Danuar mencoba menahan daun pintu yang hampir tertutup. Bahkan dia harus merelakan tangannya terjepit. Dia meringis menahan sakit yang berdenyut di pergelangan tangannya. Ibu Elena melihat hal tersebut dan kembali membuka pintu.

"Apakah kamu bodoh. Tidak perlu bertindak seperti itu hanya untuk meminta belas kasihan. Aku tidak akan mengizinkan kamu masuk," bentak ibu Elena kesal.

"Bu, saya mohon. Sekali saja saya ketemu Elena. Saya ingin meminta maaf dan bicara padanya. Saya masih mencintai Elena, Bu. Tolong izinkan saya ketemu dia. Tolong, Bu," pinta Dengar dengan sangat.

"Cih, cinta katamu. Kalau kamu mencintai putriku kamu tidak akan mengabaikan dia dalam keadaan sakit seperti itu," umpat ibu Elena.

"Saya salah, Bu. Mohon kasi saya kesempatan ...."

"Mas ...." Sebuah suara lirih memanggil dari balik punggung ibu Elena. Keduanya langsung menoleh ke sumber suara. Di sana, Elena sedang menatap mereka dari atas kursi rodanya. Matanya yang cekung dengan lingkar hitam tebal dibingkai wajah tirus pucat. Kedua tangannya yang kurus memegang roda kursi. Air matanya membentuk aliran di permukaan pipinya yang sudah tidak merona lagi.

Danuar terpaku sejenak menatap Elena yang seperti mayat hidup. Seketika dia mendorong pintu yang masih menghalanginya dan menghambur ke hadapan Elena. Danuar tersedu di depan kaki Elena yang masih memandnagnya dengan tatapan tak percaya.
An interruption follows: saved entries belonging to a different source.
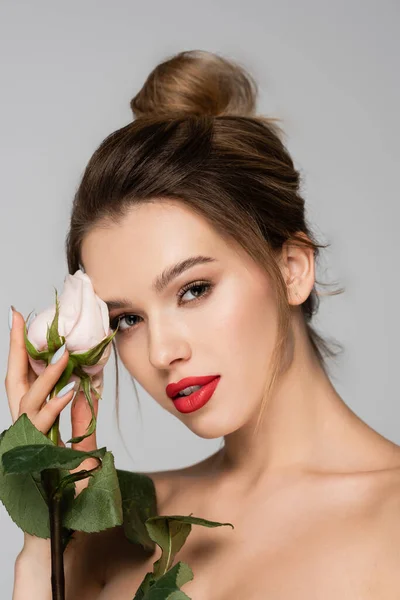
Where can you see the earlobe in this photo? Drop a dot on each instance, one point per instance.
(300, 273)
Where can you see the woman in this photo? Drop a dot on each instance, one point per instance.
(191, 226)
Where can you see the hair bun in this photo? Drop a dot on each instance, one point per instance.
(196, 82)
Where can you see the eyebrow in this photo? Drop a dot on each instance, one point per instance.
(164, 279)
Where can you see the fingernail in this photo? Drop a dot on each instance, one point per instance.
(57, 355)
(67, 388)
(30, 319)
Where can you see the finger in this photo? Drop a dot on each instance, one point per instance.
(80, 418)
(45, 418)
(16, 381)
(32, 401)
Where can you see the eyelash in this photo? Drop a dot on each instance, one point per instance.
(186, 288)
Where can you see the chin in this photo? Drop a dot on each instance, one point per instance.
(211, 426)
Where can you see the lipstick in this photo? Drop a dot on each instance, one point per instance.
(197, 399)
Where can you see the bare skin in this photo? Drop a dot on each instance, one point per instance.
(314, 498)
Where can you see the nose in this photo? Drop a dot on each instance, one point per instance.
(167, 345)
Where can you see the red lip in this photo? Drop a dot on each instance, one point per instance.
(173, 389)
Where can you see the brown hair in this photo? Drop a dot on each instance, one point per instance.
(196, 139)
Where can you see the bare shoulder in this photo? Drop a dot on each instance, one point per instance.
(384, 519)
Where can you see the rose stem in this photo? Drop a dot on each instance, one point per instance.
(50, 479)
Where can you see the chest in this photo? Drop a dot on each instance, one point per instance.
(277, 551)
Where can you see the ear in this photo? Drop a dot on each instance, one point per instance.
(298, 270)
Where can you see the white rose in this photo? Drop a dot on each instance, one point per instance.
(83, 320)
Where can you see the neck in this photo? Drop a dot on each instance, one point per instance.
(306, 426)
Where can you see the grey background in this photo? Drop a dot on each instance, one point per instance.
(328, 69)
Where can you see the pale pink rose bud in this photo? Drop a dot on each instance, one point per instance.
(83, 320)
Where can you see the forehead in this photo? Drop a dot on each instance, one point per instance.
(148, 238)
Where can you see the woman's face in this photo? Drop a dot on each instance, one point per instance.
(225, 326)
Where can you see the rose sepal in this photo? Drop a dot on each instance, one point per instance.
(92, 356)
(30, 348)
(54, 340)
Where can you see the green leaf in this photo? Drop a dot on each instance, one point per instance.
(54, 341)
(99, 505)
(170, 533)
(34, 458)
(23, 495)
(166, 587)
(139, 502)
(92, 356)
(87, 387)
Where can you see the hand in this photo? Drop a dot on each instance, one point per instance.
(27, 393)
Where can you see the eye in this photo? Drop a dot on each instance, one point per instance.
(121, 320)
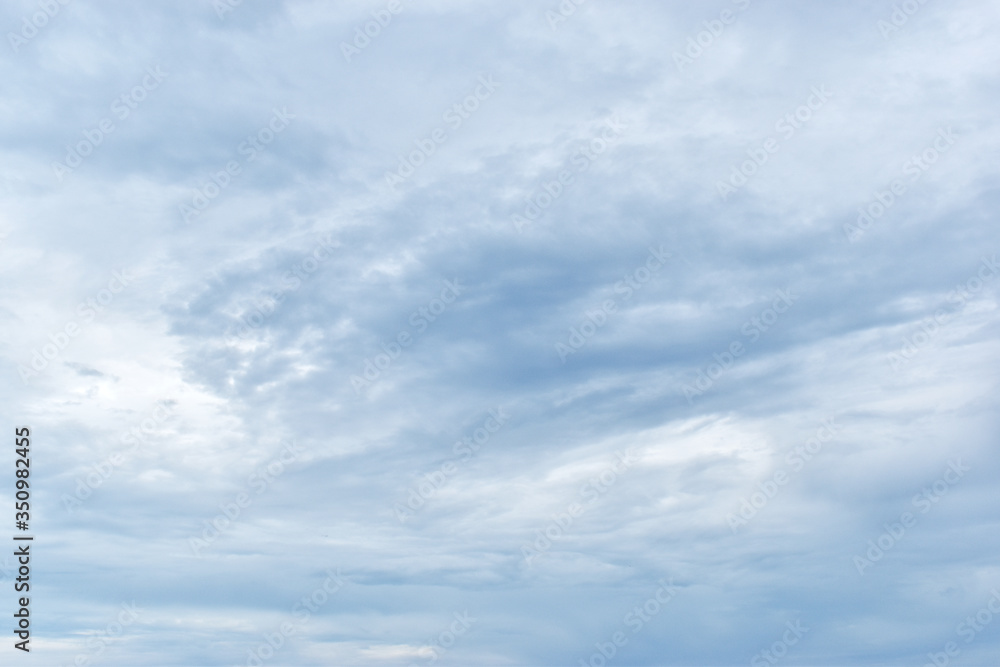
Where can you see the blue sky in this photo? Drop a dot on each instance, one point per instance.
(504, 333)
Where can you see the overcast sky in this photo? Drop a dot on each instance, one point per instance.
(504, 332)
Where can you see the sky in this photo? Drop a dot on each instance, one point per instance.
(503, 332)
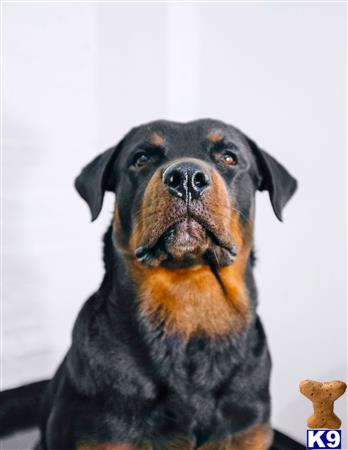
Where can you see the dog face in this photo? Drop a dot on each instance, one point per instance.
(184, 191)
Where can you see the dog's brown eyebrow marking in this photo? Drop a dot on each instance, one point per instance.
(215, 136)
(156, 139)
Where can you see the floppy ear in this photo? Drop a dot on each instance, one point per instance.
(274, 178)
(95, 179)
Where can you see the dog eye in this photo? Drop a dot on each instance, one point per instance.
(229, 158)
(141, 159)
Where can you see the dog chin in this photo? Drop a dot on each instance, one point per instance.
(185, 244)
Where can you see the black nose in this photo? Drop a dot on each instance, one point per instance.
(186, 179)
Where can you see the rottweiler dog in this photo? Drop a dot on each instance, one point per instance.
(169, 353)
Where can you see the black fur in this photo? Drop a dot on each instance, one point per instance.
(124, 379)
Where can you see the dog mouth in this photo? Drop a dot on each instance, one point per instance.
(187, 241)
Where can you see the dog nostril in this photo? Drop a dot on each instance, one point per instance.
(200, 180)
(174, 180)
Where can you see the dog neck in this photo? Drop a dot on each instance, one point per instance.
(185, 301)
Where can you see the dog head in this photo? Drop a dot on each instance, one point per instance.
(184, 191)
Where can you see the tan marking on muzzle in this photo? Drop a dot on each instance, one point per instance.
(214, 136)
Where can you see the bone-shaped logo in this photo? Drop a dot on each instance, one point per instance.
(323, 395)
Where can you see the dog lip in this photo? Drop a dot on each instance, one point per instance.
(142, 251)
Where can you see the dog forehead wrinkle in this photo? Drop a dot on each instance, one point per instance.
(156, 139)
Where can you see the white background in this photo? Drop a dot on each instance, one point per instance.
(77, 76)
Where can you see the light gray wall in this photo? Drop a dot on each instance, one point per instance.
(77, 76)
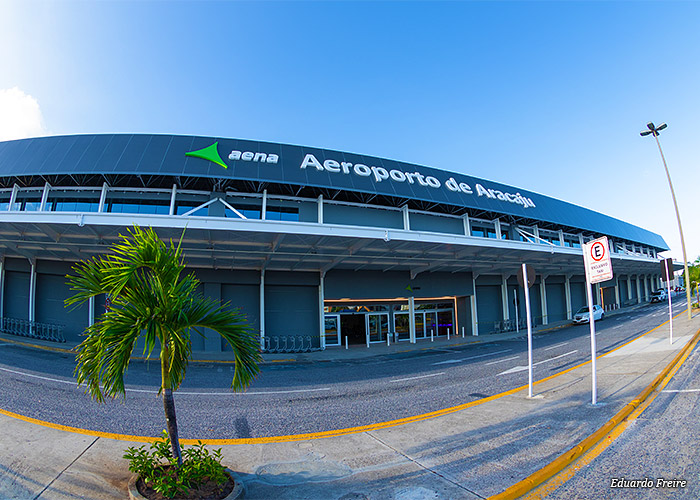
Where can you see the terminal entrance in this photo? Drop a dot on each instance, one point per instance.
(369, 323)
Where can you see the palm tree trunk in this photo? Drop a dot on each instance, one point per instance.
(171, 421)
(169, 404)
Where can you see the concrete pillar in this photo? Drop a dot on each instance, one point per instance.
(320, 209)
(412, 320)
(262, 309)
(2, 287)
(543, 299)
(321, 314)
(567, 297)
(44, 197)
(646, 288)
(263, 213)
(91, 311)
(629, 287)
(212, 340)
(103, 197)
(173, 197)
(475, 319)
(504, 297)
(13, 198)
(32, 291)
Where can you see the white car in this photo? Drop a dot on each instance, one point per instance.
(658, 295)
(582, 314)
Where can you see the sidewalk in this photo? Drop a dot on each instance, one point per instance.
(468, 453)
(339, 353)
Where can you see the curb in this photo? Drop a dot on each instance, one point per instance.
(562, 461)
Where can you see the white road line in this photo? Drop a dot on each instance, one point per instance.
(231, 393)
(516, 369)
(416, 378)
(502, 360)
(71, 382)
(449, 361)
(555, 346)
(155, 391)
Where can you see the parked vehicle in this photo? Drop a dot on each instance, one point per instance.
(582, 315)
(658, 296)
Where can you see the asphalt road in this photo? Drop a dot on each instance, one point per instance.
(305, 397)
(660, 444)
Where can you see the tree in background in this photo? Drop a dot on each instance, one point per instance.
(142, 278)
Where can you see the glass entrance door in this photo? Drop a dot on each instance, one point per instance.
(377, 326)
(401, 326)
(332, 322)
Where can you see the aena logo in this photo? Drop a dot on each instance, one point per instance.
(211, 153)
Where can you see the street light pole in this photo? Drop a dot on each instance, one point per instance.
(655, 132)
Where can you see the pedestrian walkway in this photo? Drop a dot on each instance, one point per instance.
(472, 451)
(339, 353)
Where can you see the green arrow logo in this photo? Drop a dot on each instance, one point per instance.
(210, 153)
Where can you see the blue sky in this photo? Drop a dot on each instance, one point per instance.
(547, 96)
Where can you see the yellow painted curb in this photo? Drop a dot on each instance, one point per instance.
(316, 435)
(558, 464)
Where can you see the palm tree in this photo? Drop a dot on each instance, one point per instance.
(148, 297)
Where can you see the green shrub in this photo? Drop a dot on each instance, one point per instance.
(158, 468)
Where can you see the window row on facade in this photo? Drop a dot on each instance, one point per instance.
(255, 206)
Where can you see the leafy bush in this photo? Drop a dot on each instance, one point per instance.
(158, 468)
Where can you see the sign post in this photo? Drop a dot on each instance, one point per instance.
(667, 274)
(526, 278)
(596, 259)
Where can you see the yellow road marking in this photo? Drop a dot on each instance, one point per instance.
(600, 439)
(314, 435)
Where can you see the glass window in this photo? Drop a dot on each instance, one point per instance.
(282, 213)
(68, 205)
(401, 326)
(137, 208)
(479, 232)
(181, 209)
(30, 205)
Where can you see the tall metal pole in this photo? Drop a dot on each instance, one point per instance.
(655, 133)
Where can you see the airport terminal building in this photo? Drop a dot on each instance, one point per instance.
(317, 247)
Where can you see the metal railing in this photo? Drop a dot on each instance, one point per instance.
(32, 329)
(289, 344)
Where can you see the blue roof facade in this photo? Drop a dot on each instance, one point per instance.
(167, 155)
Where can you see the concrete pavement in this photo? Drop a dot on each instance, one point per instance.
(472, 452)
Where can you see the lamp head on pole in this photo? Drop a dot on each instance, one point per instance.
(653, 129)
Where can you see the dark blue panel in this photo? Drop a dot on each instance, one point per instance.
(165, 155)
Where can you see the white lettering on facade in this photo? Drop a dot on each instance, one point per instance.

"Maafkan aku, El," isak Danuar dalam keadaan berlutut. "Maafkan aku sayang."

"Kenapa kamu datang, Mas?" gumam Elena lirih.

"Aku ingin menjemputmu pulang, El. Kita pulang ke rumah kita," jawab Danuar sembari memegang kedua tangan ringkih Elena. "Kamu mau pulang kan?" bujuk Danuar lagi.

Elena menunduk menatap tangan kokoh sang suami yang menggenggam tangannya. Hatinya terasa nyeri. Ada bilah tak kasat yang terasa menyayat hatinya mengingat semua sikap abai suaminya. Dia merasa terbuang dan dicampakkan.

"Maaf, aku-- aku tidak mau pulang lagi," lirih Elena.

Bersambung .....

💝💝💝💝

Nb : Maaf terasa seperti sinetron di channel ikan terbang. Drama banget, tapi tidak dipungkiri seperti itulah kenyataan dalam kehidupan kita sehari-hari. Lebay? Jangan memungkiri kalau diri kita sering berada di titik terlemah dan terendah sehingga membuat kita lebay. Nobody's perfect because we're still human being not angel or gods. Right?!

Kepada teman-teman pembaca, saya memohon doa kalian untuk almarhumah nenek saya yang meninggal Senin kemarin. Mohon doanya semoga beliau dibebaskan dari siksa kubur dan dilapangkan kuburnya dalam penantiannya menuju alam perhitungan amal kebaikan. Semoga amal ibadahnya diterima oleh Allah SWT serta diampuni dosa-dosanya. Aamiin ya robbal'alamin.

Barakallah untuk doa kalian semua. Semoga Allah membalas dengan kebaikan di dunia dan akhirat.